Było dużo zamieszania z miejscem tego występu. Pierwotnie był to duży dziedziniec Zamku, potem Hala Koncertowa, w końcu dziedziniec menniczy. Chyba dobrze się stało, że tam właśnie wystąpił wczoraj Robert Glasper Experiment. Dzięki temu finał Szczecin Music Fest był bardziej kameralny i jeszcze bardziej emocjonujący...
Przyjazd tego składu do Szczecina dla fanów jazzu i R & B był wydarzeniem bardzo ważnym, dla wielu było to wręcz spełnieniem marzeń, bo Robert Glasper to postać bezsprzecznie pierwszoplanowa we współczesnej muzyce amerykańskiej. Swój debiutancki album „Mood” wydał trzynaście lat temu. Jednak jego kariera nabrała rozpędu praktycznie w 2012 roku kiedy nagrał płytę "Black Radio", uhonorowaną nagrodą Grammy. Pyta „Black Radio 2” oraz muzyka do filmu „Miles Ahed” umocniły jeszcze pozycję tego cenionego pianisty, aranżera i producenta. Rok temu wydał ostatni album – „ArtScience” i właśnie od utworów z tego krążka rozpoczął swój szczeciński występ.

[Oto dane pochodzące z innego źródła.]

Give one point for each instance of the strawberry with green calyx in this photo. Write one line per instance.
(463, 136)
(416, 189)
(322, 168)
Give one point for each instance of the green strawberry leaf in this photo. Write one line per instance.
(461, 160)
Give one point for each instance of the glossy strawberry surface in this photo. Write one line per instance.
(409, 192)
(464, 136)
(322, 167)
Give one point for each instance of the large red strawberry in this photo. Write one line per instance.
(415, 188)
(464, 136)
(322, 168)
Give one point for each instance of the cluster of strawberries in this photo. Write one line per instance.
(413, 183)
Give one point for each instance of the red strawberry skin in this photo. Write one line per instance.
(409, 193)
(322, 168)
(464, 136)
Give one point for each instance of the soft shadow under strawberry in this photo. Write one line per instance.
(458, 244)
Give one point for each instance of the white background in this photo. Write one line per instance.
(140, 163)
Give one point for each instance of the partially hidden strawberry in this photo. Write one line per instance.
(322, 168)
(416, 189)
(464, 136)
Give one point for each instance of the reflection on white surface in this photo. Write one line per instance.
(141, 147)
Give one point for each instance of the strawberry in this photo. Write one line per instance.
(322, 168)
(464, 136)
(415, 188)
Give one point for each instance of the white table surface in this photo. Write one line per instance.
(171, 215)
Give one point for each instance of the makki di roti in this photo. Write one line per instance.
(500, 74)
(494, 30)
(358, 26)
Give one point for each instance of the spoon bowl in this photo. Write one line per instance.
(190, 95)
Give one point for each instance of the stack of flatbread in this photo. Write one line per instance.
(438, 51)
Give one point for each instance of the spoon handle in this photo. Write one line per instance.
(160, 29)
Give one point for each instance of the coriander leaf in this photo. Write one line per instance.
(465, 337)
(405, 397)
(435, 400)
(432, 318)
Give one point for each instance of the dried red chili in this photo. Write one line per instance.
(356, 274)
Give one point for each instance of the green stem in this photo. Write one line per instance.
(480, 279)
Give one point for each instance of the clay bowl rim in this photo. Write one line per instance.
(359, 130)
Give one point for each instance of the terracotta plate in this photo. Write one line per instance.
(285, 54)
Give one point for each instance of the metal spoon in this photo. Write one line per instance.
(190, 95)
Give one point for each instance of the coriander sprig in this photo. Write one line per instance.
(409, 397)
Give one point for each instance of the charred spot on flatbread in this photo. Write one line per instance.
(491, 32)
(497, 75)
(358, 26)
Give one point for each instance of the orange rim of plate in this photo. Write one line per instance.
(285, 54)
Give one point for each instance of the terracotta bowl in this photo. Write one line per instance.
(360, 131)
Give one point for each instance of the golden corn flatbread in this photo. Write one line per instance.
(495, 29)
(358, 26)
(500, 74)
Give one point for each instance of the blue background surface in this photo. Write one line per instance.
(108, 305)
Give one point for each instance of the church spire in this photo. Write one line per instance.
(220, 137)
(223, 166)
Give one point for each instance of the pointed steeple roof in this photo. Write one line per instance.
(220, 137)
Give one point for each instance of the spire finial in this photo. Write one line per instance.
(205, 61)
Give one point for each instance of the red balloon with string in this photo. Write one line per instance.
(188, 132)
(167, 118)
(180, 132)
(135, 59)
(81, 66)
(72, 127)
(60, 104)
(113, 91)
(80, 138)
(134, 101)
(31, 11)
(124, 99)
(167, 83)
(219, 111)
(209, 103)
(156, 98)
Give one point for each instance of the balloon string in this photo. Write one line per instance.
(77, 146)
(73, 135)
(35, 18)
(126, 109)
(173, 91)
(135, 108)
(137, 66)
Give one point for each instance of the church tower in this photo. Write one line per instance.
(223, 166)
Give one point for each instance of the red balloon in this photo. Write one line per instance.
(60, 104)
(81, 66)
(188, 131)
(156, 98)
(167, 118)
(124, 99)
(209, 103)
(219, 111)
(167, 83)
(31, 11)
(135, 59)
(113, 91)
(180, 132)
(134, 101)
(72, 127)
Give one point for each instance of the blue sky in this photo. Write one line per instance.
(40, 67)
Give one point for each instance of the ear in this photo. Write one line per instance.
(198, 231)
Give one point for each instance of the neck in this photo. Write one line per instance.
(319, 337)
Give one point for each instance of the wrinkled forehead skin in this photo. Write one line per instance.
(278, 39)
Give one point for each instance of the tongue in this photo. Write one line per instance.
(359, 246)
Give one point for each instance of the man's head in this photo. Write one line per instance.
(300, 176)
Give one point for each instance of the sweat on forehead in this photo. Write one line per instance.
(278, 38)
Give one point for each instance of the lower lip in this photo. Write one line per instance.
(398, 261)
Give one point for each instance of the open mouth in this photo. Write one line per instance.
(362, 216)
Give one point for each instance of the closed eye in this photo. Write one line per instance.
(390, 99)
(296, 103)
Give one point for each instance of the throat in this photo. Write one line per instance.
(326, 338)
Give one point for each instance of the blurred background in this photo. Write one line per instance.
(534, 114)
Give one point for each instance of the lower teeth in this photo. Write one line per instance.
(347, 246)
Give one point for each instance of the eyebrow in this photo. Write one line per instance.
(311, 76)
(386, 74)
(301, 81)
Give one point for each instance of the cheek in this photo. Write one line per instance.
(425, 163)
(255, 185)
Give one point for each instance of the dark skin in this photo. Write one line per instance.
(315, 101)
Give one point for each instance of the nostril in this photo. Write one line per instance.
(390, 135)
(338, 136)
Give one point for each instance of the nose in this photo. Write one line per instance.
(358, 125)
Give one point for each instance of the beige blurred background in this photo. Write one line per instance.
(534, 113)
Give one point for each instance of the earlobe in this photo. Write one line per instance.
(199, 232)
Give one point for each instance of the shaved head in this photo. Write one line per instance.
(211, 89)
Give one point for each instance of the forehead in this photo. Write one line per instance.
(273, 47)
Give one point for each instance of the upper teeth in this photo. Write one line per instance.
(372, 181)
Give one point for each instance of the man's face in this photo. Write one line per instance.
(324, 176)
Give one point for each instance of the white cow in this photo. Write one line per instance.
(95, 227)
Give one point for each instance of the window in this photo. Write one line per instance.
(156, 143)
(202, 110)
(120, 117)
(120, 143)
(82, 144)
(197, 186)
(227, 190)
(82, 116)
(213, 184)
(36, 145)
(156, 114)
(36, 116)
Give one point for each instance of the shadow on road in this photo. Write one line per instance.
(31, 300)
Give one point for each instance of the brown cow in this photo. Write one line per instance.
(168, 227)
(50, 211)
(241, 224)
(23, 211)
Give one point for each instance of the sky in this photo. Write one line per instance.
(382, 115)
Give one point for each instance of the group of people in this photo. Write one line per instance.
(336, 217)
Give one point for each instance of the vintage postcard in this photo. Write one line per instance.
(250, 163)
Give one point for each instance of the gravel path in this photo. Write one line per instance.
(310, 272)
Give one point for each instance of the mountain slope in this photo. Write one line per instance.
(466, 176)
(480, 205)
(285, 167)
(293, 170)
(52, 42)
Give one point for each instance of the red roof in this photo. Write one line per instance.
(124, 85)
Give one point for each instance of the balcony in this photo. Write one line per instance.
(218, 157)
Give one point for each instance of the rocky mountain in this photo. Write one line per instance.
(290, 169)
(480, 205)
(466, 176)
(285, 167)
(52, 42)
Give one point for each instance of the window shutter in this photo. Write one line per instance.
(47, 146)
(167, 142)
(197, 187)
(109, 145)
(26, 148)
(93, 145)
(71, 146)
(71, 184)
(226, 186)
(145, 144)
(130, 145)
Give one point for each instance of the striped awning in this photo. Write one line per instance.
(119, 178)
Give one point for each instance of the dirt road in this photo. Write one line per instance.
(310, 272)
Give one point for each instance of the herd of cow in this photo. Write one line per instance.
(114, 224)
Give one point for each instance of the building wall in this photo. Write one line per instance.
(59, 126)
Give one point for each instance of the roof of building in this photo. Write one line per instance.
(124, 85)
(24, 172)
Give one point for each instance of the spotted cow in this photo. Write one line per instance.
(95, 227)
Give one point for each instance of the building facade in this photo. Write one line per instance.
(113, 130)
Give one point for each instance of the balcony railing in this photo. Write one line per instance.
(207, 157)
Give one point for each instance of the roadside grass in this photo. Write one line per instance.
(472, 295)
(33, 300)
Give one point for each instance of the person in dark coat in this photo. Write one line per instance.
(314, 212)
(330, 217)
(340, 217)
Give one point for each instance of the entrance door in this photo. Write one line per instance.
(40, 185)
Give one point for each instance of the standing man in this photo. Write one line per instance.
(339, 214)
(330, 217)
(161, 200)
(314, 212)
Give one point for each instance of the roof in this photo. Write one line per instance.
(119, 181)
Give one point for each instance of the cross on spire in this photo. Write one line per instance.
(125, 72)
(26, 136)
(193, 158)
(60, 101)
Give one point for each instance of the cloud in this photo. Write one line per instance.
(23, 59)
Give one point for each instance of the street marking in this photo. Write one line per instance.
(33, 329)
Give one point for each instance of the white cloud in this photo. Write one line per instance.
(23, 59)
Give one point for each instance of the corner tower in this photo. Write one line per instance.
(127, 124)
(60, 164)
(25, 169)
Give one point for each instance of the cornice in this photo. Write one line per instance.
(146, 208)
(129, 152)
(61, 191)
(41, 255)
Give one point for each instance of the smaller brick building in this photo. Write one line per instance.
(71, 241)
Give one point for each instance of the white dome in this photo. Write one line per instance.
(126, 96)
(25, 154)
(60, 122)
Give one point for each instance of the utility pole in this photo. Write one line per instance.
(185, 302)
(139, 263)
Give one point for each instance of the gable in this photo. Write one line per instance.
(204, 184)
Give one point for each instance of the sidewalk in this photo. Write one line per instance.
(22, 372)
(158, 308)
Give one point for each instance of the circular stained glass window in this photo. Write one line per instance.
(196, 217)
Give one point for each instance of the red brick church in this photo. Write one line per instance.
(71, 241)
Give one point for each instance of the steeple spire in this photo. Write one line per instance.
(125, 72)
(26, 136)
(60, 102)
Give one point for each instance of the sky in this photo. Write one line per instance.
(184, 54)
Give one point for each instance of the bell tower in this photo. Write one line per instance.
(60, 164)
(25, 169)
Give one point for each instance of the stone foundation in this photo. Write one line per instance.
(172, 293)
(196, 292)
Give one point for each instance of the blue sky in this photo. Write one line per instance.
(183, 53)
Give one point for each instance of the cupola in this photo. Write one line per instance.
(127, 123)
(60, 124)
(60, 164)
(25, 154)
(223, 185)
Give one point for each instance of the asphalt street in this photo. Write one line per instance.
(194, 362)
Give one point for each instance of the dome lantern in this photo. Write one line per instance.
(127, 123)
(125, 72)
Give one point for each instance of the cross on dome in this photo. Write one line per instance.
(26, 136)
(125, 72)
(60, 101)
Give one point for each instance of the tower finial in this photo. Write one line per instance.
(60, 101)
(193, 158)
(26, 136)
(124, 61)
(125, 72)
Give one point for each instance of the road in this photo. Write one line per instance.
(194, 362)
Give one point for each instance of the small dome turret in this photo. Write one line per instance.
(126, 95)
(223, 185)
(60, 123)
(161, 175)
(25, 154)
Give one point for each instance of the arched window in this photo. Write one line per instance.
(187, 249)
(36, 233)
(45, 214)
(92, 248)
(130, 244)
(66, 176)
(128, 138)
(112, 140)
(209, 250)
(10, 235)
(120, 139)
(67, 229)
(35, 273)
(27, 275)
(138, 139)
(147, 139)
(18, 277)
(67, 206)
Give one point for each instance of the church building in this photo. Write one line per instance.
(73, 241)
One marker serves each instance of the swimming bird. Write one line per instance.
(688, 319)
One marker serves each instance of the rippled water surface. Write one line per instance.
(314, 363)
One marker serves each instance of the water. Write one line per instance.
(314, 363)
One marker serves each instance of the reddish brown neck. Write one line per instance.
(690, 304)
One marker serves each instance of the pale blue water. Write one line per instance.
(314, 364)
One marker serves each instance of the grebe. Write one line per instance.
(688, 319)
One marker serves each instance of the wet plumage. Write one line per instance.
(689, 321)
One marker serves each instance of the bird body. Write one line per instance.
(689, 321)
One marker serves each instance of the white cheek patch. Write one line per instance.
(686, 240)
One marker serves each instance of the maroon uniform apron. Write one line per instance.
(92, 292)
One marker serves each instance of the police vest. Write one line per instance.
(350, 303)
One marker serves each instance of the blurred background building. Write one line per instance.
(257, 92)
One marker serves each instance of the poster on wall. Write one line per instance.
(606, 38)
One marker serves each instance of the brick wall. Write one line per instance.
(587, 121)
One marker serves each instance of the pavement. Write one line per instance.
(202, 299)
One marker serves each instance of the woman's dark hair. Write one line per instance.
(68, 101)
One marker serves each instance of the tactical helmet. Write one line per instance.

Zanim jednak to nastąpiło na scenie znalazł się DJ Sundance, który wprowadził publiczność w nastrój wieczoru aplikując nam wiązankę klubowych brzmień. Po tym półgodzinnym wprowadzeniu weszli na podest wszyscy muzycy czyli lider zespołu – Robert Glasper, saksofonista Casey Benjamin, perkusista Mark Colenburg, basista Burniss Travis II, gitarzysta Mike Severson oraz ponownie DJ Sundance. Kompozycja Herbiego Hancocka “Tell Me a Bedtime Story” zabrzmiała jako pierwsza w ich wykonaniu, a potem usłyszeliśmy jeszcze m.in. „Find You”, „Written in Stone” oraz „Day To Day”.
Od początku występu przede wszystkim skupiał na sobie uwagę widzów Benjamin, wyróżniający się jamajską fryzurą, kapeluszem i znaczącą posturą. Nie tylko grał na saksofonie, ale urozmaicał utwory swoimi wokalizami, posługując się wokoderem. Zainteresowanie publiczności „przechodziło” też na innych muzyków, bo każdy z nich, to instrumentalista wysokiej klasy, a były takie momenty, a wszyscy mieli tego dnia szansę na indywidualny popis. Ja szczególnie zapamiętałem bardzo soczyste, rockowe solo gitarowe Seversona (jedynego białego w tym składzie) w jednym z utworów, a widzowie co chwila nagradzali aplauzem któregoś z członków RGE.
Repertuar występu był bardzo „pojemny”. Nie tylko fani jazzu byli usatysfakcjonowani... Słynny temat Johna Coltrane`a „Love Supreme” to było oczywiście coś dla nich, ale Glasper do set listy włączył też na przykład własną interpretację “Everything in Its Right Place” Radiohead oraz “Roxanne” Police. Ten ostatni utwór wzbudził najżywsze reakcje na widowni. Widzowie stojący zaczęli tańczyć, a ci siedzący na ławkach śpiewali dobrze znany refren. W tak ciepłej atmosferze występ się zakończył. Szczecin Music Fest 2017 przeszedł do historii, ale wydarzenie powróci na pewno w przyszłym roku. Może znów ktoś wystąpi na tak dobrze się sprawdzającym dziedzińcu menniczym szczecińskiego Zamku?